Antisemitism is pernicious and persistent. Penn is called to counter this evil urgently on our campus and in society. Because hatred of one vulnerable group is so often intertwined with threats toward others, we will also vigilantly combat other forms of hate aimed at members of our community due to their background or beliefs. 

As we move forward, we will ensure that our work is well-integrated into planning efforts for Penn’s future at the highest levels. Penn’s senior leadership will also work with School and Center leaders to encourage and support the efforts outlined above so our work is integrated into unit-level conversations and planning. 

At this moment of seemingly intractable division, Penn has an obligation to do what it has done for nearly three hundred years: create knowledge, share it for good, and educate the next generation. This work demands great resilience and resolve.
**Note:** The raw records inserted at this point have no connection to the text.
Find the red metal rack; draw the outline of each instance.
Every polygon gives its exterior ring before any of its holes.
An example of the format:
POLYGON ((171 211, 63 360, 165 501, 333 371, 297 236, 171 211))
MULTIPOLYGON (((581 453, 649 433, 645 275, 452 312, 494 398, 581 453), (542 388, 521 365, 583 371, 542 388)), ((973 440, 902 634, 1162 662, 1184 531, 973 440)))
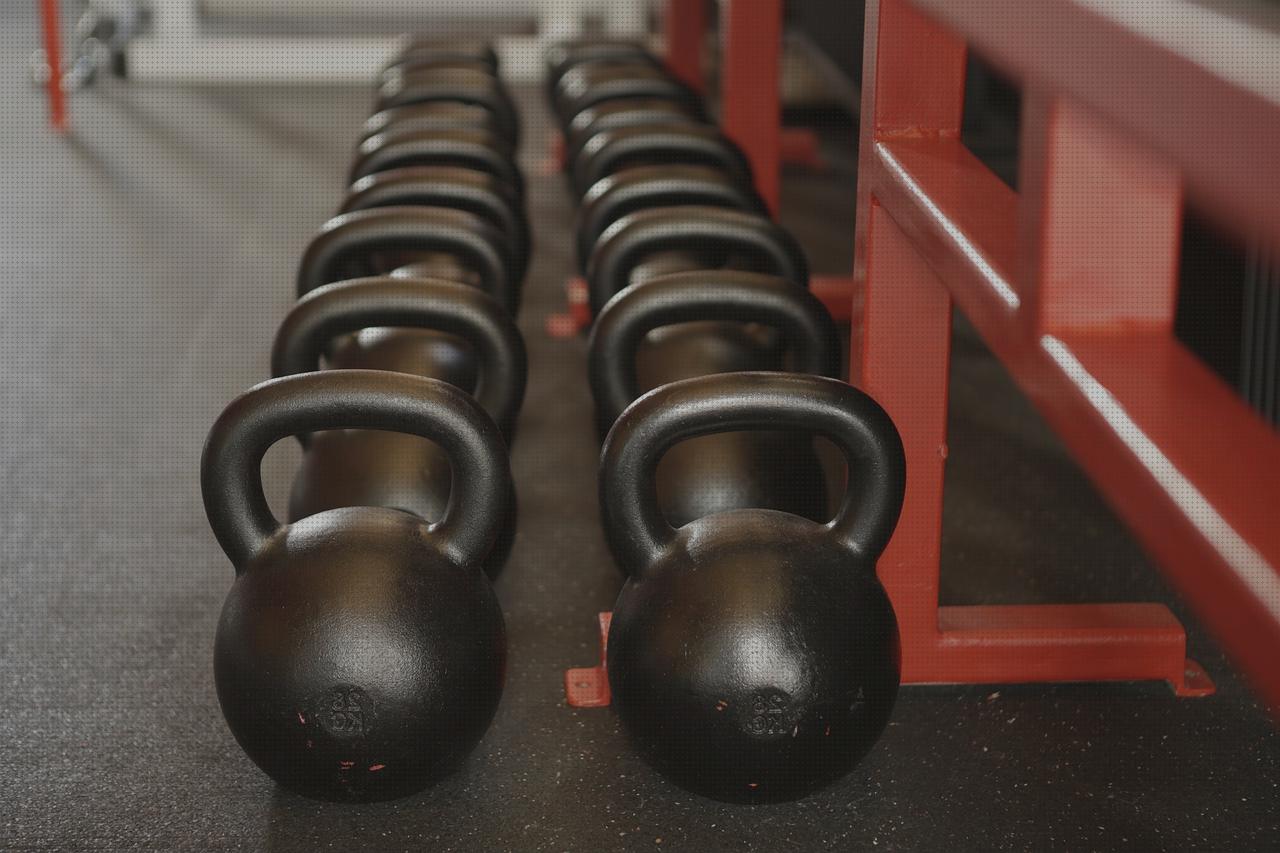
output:
MULTIPOLYGON (((773 20, 763 8, 777 4, 723 4, 724 63, 768 65, 776 31, 744 22, 773 20)), ((1187 195, 1280 248, 1267 90, 1280 38, 1213 5, 1139 0, 1044 0, 1033 19, 1014 0, 872 0, 865 38, 855 269, 823 287, 851 288, 851 380, 906 446, 906 503, 879 562, 904 681, 1213 689, 1161 605, 938 605, 955 304, 1280 707, 1280 435, 1172 334, 1187 195), (1221 50, 1224 32, 1238 53, 1221 50), (1021 193, 960 141, 966 42, 1021 81, 1021 193)), ((724 96, 767 192, 776 102, 724 96)), ((602 667, 568 671, 566 689, 572 704, 608 703, 602 667)))
POLYGON ((58 0, 40 0, 40 22, 45 36, 45 61, 49 64, 49 123, 60 132, 67 129, 67 96, 63 92, 63 40, 58 0))

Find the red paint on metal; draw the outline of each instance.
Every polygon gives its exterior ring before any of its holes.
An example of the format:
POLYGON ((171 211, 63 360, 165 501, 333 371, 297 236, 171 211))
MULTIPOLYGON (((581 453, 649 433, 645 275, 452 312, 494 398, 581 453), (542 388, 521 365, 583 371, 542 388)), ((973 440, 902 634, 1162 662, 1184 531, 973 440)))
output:
POLYGON ((879 564, 904 680, 1213 689, 1160 605, 938 607, 955 300, 1280 706, 1280 435, 1171 334, 1184 192, 1280 245, 1280 199, 1262 190, 1280 160, 1261 142, 1280 136, 1280 106, 1193 56, 1203 31, 1139 31, 1121 6, 1098 9, 1046 0, 1034 27, 1009 27, 1004 0, 868 3, 851 377, 906 446, 906 503, 879 564), (1020 196, 959 142, 966 41, 1024 82, 1020 196))
POLYGON ((782 163, 792 163, 819 172, 827 168, 822 159, 818 134, 808 127, 785 127, 778 138, 778 156, 782 163))
POLYGON ((55 131, 67 129, 67 96, 63 92, 63 40, 58 0, 40 0, 45 35, 45 60, 49 63, 49 123, 55 131))
POLYGON ((703 91, 703 40, 707 37, 707 0, 667 0, 663 13, 667 68, 703 91))
POLYGON ((721 127, 746 154, 755 188, 778 210, 782 0, 722 0, 721 127))
POLYGON ((836 323, 849 323, 854 307, 854 282, 847 275, 810 275, 809 291, 831 313, 836 323))
POLYGON ((599 613, 596 620, 600 630, 599 665, 564 670, 564 701, 572 708, 603 708, 613 699, 607 670, 613 613, 599 613))

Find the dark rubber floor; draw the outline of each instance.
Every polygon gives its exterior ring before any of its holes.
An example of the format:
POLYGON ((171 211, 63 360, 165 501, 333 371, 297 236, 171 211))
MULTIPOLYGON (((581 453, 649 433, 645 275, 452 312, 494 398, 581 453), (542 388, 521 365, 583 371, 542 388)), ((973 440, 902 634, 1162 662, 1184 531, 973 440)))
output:
MULTIPOLYGON (((10 23, 8 19, 5 23, 10 23)), ((604 548, 581 341, 543 333, 570 270, 570 206, 539 177, 513 450, 520 529, 498 593, 511 671, 463 770, 380 806, 278 790, 223 725, 211 642, 232 569, 197 462, 268 374, 294 264, 334 210, 364 90, 105 86, 44 127, 5 27, 0 76, 0 848, 1276 849, 1280 736, 1190 624, 1217 695, 1161 684, 902 692, 872 754, 799 803, 731 807, 667 784, 612 712, 564 706, 620 576, 604 548)), ((852 177, 788 179, 815 265, 847 261, 852 177)), ((961 327, 945 598, 1166 601, 1132 538, 961 327)), ((265 466, 279 506, 297 452, 265 466)))

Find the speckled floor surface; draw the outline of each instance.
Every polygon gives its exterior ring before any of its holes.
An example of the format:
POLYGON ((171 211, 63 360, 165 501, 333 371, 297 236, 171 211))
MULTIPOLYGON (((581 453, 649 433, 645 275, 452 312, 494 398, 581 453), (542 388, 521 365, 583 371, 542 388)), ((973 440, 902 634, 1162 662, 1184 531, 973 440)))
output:
MULTIPOLYGON (((29 27, 0 35, 23 67, 29 27)), ((333 806, 275 789, 223 725, 211 642, 232 570, 197 462, 266 377, 294 264, 333 211, 364 90, 102 87, 55 138, 0 76, 0 848, 1275 849, 1280 735, 1194 622, 1217 695, 1165 685, 909 688, 872 754, 799 803, 732 807, 650 771, 609 711, 564 707, 620 576, 599 530, 581 341, 543 333, 570 206, 538 177, 521 325, 521 511, 498 583, 502 708, 421 795, 333 806)), ((849 174, 788 179, 815 266, 846 261, 849 174)), ((1187 608, 961 325, 946 505, 951 603, 1156 599, 1187 608)), ((297 456, 265 466, 279 506, 297 456)))

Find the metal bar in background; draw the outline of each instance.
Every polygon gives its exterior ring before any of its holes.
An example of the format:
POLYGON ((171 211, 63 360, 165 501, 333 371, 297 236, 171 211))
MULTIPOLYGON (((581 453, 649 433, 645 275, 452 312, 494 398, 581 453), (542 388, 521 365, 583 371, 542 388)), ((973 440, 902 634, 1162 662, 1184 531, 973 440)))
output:
POLYGON ((782 0, 721 0, 721 127, 778 211, 782 158, 782 0))
POLYGON ((695 91, 704 91, 703 41, 707 37, 707 0, 667 0, 662 26, 667 42, 667 68, 695 91))
POLYGON ((67 95, 63 92, 63 40, 58 0, 40 0, 40 19, 45 35, 45 61, 49 65, 49 123, 58 132, 67 129, 67 95))

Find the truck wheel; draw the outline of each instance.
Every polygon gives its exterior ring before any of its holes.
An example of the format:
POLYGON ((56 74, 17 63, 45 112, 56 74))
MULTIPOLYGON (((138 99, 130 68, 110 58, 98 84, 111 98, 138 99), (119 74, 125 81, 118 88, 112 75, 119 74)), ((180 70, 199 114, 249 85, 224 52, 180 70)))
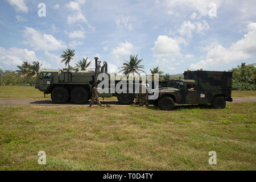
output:
POLYGON ((158 106, 162 110, 172 110, 174 107, 174 100, 171 97, 162 97, 158 101, 158 106))
POLYGON ((133 103, 134 94, 133 93, 120 93, 117 95, 119 103, 123 105, 130 105, 133 103))
POLYGON ((224 109, 226 107, 226 100, 223 97, 217 96, 212 101, 212 107, 214 109, 224 109))
POLYGON ((82 87, 76 87, 70 94, 71 101, 76 104, 85 104, 88 100, 88 92, 82 87))
POLYGON ((51 98, 55 104, 65 104, 69 99, 69 93, 66 88, 57 86, 51 93, 51 98))

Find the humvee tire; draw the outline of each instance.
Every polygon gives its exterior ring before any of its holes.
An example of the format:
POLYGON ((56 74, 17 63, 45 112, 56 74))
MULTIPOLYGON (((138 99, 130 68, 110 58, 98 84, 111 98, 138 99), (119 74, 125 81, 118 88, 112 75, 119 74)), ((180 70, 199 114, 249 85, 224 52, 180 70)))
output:
POLYGON ((226 107, 226 100, 221 96, 217 96, 212 101, 212 107, 214 109, 224 109, 226 107))
POLYGON ((172 110, 174 107, 174 100, 171 97, 163 97, 158 101, 158 106, 162 110, 172 110))
POLYGON ((119 103, 123 105, 130 105, 134 100, 133 93, 119 93, 117 95, 117 100, 119 103))
POLYGON ((71 102, 75 104, 83 104, 88 101, 88 92, 82 87, 78 86, 71 91, 70 98, 71 102))
POLYGON ((55 104, 65 104, 69 99, 69 93, 66 88, 57 86, 51 93, 51 98, 55 104))

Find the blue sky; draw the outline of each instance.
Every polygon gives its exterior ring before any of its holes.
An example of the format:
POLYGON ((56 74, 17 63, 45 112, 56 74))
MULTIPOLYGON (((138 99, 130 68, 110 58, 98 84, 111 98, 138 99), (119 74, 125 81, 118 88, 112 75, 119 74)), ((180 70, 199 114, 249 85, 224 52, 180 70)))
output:
POLYGON ((42 68, 62 68, 59 57, 69 48, 71 65, 97 56, 111 72, 130 54, 147 73, 157 66, 170 74, 227 71, 256 63, 255 9, 251 0, 3 0, 0 68, 39 60, 42 68))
It calls for patience and respect—respect for ideas that differ from our own, respect for each other. Our commitment to address the scourge of antisemitism around us is where this work will begin. But it is not where it will end. If we are to move forward as a community—a Penn community—then we must stand together as a community that sees and hears all its members. That condemns hate and finds ways to respectfully debate and talk across differences. That leads with care and compassion. 

My thanks to all those who have contributed so swiftly and thoughtfully to the creation of our Action Plan to Combat Antisemitism, to those who are partnering with us to enact this urgent priority, and to all of you for everything you do for Penn. We will move forward, together.